ROMA - La preghiera di ebrei, cristiani e musulmani, ieri, in Vaticano è un fatto rilevante sullo scenario intricato mediorientale. Ma è anche un evento significativo nella forma e espressivo della nuova presenza di papa Francesco sul terreno internazionale.
Invitati da lui si sono ritrovati per pregare il presidente israeliano, Shimon Peres, e il presidente dell'Autorità Palestinese, Mahmoud Abbas. In Terra Santa non ci s'incontra mai per pregare fuori della propria cerchia confessionale. Ormai tra palestinesi e israeliani non ci s'incontra più per trattare: da aprile il governo israeliano ha sospeso i negoziati con Abbas, dopo il suo accordo con Hamas per un governo unitario e tecnico. Non sfugge quindi il valore dell'incontro di ieri.
Come evento è sorprendente. Mai si erano sentite preghiere musulmane entro le mura vaticane. Anzi quelle mura sono state erette più di un millennio fa, dopo un attacco arabo-musulmano a Roma nel lontano 846, durante il quale fu saccheggiata San Pietro. Roma papale allora si sentiva a rischio di conquista musulmana. Nel 1944, Pio XII chiese agli Alleati di non liberare Roma con le truppe musulmane, perché offensivo del carattere cristiano della città. Oggi invece le mura servono a garantire un`ospitalità imparziale, mentre il carattere cristiano si manifesta come tratto unitivo nel conflitto. È il Papa ad avvicinare due mondi che non condividono la sua fede. La presenza del Patriarca ortodosso Bartolomeo mostra come l'ecumenismo nulla tolga all'autorità del Papa, anzi la rafforzi.

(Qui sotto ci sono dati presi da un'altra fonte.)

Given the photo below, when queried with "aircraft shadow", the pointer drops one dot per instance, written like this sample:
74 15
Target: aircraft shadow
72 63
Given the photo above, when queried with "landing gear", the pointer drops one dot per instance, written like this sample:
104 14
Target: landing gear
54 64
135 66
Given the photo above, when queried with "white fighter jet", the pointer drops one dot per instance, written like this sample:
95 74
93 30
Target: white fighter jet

D'altra parte non sono abituali in Vaticano le preghiere ebraiche, anche se forse sono state pronunciate lì, nel segreto, dagli ebrei nascosti durante l'occupazione nazista. Si vede il grande cammino fatto dallo «spirito di Assisi», iniziato da Giovanni Paolo II: pregare gli uni accanto agli altri, non più gli uni contro gli altri. Basta sentire alcuni sermoni nelle moschee palestinesi (e non solo), per rendersi conto di come si preghi gli uni contro gli altri. La preghiera può purificare l'atmosfera tra la gente, inquinata dall'odio che rende difficile il negoziato. La pace, a questo punto, sembra umanamente impossibile tra israeliani e palestinesi, tanto che non resta che pregare. La speranza di Francesco è che la preghiera generi un nuovo slancio. Anche Peres ha parlato dí «nuova speranza».
«Dio che è pace, ci benedica con la pace» così ha risuonato l'invocazione di Nahman di Breslavia, antico maestro hasidim. È il sogno di Francesco. Questi ha insistito sulla sua personale «incompetenza» politica a proposito del Medio Oriente (l'ha fatto anche per l'Europa e l'Italia). Non che i competenti abbiano avuto finora successo in Medio Oriente. L'incompetenza sapiente del Papa ha conseguito un risultato. Colpisce il suo prestigio che ha convinto i due leader a venire a Roma. Negli incontri interreligiosi, non pochi musulmani rifiutano di partecipare se ci sono ebrei d'Israele. Del resto Francesco ha colto la disponibilità umana di Peres e ha voluto la visita in Israele prima che scadesse la sua presidenza. Il potere di un presidente israeliano è ristretto, tanto che il rabbino Rosen consigliava di invitare Netanyahu. Ma la personalità di Peres rappresenta gli israeliani al di là della politica governativa. Nella cornice suggestiva dei giardini vaticani, si sono susseguite le preghiere delle tre religioni secondo il «modello di Assisi». Poi il Papa ha proposto sommessamente la via roncalliana alla pace, distillato della sapienza diplomatica cattolica: cercare quello che unisce e mettere da parte quel che divide. Ha evocato la fraternità dei figli di Abramo, quasi a dire che, come si prega insieme, così si può vivere insieme. Non un discorso politico, ma morale e concreto.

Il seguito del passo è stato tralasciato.